2018 update! If you live in the South Island, here’s some other good options. First of all, Dunedin drinkers can get amongst all weekend under certain conditions, thanks to  a bylaw change to accomodate the ginger wonderboy Ed Sheeran concerts. (He’s good now because of this.) But, any Dunedin bar that does open on Good Friday or Easter Sunday has to make it a ‘special event.’ In response to that, one taproom will let people in for a $20 entry fee, but then also give them a large lamb roll.

And if you’re in Christchurch, there will never be a better time to go and watch a day of test cricket than Good Friday and Easter Sunday. Hagley Park’s website says alcohol will be available across all five days of the test, starting on Good Friday. Better still, they won’t even have a public holiday surcharge. (Eden Park, take note.)

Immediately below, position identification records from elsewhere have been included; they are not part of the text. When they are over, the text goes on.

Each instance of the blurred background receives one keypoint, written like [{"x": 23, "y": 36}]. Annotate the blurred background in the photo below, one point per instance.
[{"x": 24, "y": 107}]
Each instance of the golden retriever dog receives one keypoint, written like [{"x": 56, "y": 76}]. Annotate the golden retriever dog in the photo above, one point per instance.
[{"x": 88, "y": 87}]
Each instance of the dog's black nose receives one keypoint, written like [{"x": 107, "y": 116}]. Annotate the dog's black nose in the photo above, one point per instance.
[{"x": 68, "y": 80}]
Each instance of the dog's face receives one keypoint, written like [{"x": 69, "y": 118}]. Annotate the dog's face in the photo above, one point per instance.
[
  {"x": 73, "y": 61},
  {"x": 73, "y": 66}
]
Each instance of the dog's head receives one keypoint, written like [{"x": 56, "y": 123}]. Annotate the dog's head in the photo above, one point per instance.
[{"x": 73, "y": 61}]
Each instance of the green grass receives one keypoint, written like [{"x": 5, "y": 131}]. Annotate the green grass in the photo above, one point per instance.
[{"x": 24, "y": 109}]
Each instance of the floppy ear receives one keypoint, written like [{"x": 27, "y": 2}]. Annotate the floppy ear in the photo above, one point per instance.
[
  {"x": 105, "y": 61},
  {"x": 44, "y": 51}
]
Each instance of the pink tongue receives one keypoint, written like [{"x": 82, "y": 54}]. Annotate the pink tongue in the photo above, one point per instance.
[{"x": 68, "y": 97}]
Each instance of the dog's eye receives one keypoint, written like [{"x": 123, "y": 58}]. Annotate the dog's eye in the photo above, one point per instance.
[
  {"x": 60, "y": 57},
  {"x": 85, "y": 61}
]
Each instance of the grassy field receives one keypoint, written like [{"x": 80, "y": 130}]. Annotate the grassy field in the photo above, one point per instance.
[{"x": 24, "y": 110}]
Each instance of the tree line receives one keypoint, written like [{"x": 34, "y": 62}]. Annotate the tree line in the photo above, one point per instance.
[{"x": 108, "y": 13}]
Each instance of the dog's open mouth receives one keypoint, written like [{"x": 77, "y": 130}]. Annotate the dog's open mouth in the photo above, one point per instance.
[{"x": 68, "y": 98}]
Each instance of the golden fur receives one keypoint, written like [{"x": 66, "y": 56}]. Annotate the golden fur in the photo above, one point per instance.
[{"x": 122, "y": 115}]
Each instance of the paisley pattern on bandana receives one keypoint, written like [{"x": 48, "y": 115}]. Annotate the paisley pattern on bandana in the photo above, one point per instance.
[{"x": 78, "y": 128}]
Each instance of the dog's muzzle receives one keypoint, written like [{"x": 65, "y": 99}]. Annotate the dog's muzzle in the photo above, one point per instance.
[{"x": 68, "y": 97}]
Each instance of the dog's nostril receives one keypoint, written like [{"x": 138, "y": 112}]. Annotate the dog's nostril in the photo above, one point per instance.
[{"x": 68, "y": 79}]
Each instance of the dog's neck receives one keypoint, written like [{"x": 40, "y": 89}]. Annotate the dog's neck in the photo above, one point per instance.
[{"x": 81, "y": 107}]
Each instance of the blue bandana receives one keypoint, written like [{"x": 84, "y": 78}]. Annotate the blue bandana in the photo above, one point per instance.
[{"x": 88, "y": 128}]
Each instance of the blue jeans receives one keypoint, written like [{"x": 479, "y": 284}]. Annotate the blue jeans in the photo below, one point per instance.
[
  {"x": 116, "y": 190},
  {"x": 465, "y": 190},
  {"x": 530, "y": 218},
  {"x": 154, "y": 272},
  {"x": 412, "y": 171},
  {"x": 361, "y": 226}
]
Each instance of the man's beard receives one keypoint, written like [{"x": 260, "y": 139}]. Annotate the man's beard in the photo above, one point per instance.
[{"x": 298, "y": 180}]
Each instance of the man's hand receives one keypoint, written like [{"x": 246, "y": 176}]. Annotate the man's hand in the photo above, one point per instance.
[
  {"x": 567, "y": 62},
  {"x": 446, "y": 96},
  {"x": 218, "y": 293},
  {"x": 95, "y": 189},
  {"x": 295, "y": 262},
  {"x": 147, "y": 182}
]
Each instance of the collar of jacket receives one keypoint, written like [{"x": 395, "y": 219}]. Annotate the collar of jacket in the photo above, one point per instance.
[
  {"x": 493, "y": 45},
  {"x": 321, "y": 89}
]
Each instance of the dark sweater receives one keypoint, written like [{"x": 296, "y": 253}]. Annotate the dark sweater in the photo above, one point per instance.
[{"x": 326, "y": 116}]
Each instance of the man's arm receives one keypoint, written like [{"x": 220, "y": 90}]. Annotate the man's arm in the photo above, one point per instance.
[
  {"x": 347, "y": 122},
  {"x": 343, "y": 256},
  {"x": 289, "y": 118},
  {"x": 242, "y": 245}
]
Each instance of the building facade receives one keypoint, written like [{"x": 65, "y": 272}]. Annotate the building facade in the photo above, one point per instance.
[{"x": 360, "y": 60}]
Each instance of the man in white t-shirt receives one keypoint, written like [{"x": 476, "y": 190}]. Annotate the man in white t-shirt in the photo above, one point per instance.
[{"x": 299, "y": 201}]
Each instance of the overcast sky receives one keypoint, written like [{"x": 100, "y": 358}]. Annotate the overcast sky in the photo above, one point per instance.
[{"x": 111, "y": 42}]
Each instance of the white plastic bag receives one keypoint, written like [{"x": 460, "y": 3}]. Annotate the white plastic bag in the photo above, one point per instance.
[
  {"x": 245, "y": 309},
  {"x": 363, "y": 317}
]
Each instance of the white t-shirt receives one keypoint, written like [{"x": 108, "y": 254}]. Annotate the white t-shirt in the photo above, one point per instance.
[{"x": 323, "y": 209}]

But here’s a question – why can’t we buy beer whenever we want? Seriously. Why not?

Why are the traditions of one group’s belief system governing what we can and can’t do? We don’t ban supermarkets from selling food during Ramadan. We don’t enforce candle lighting on Hannukah. There’s no government-mandated abstinence on Lent.

I’m not even a militant atheist – I’ve watched enough Planet Earth to hold off on completely discounting some creative force, but this is some archaic bullshit. We shouldn’t have to move into a pub to have beer on any Friday, and particularly not one that’s supposedly “good”.